Wednesday, August 27, 2014

Writing Teens or New Adults – Two Very Different Worlds

Warning: this contains spoilers of Twilight, Mortal Instruments, and Fallen.

There have been a lot of wildly successful novels with teen protagonists in the last 5 years whose readership clearly expands beyond teens. I have theories about why us grownups enjoy these stories, but today I want to talk about the age of the character as a writing device, and why I chose a new adult character in The Gathering of the Three.
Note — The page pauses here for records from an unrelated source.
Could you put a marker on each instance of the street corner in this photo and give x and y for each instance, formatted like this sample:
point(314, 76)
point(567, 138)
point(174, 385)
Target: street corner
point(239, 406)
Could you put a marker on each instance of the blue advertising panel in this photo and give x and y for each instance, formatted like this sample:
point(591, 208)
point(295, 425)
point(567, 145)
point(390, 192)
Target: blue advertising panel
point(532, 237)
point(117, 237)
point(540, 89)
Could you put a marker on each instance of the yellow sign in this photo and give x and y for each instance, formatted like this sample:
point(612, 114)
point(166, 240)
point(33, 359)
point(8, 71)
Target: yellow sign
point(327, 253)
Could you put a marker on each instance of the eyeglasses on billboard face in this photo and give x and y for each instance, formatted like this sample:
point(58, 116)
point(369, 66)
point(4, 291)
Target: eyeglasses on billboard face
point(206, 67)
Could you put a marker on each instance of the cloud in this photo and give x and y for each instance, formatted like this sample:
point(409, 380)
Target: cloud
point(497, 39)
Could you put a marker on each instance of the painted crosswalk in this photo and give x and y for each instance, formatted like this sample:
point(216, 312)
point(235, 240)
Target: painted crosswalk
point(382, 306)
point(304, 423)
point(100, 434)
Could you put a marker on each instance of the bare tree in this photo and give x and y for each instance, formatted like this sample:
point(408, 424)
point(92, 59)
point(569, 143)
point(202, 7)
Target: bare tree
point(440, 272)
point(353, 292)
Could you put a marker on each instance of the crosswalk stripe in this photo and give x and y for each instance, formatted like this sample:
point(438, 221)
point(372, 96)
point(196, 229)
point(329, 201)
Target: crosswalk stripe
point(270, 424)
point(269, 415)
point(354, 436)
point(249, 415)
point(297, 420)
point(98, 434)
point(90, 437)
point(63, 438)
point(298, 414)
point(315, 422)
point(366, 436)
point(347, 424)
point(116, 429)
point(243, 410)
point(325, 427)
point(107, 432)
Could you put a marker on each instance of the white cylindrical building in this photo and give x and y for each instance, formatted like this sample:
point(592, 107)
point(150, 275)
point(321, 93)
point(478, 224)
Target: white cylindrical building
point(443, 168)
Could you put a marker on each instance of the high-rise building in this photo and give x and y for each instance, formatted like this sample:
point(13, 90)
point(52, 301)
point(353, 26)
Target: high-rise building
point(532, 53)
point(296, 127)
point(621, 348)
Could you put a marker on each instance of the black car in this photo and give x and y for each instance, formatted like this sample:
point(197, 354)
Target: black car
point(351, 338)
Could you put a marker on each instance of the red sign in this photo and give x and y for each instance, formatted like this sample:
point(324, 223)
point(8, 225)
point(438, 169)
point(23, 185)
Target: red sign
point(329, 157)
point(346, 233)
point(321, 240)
When characters in a story are teens, there will be some inherent challenges that must be addressed that go along with the age. Three things come immediately to mind: parents, school and sex. How a writer chooses to relate to these can create a sense of urgency or obstacle for the characters to overcome. Not only does the character have to escape from evil vampires, she also has to be back in bed before her parents know she’s missing. And has she finished her homework? With teens, parents and school responsibilities will always have to be addressed.

In Twilight, we have a mom who is living out of state, along with a workaholic father who is the chief of police. Initially Bella has a lot of leeway because of hard-earned trust from years of being very reliable. She breaks the trust when she disappears for three days in New Moon after she goes to stop Edward from killing himself in Italy. Even though she is 18 by that point, she is still in high school and living under her father’s roof. In the beginning of Eclipse, she has been grounded and can’t leave the house. All of these things create complications that the characters have to address or overcome.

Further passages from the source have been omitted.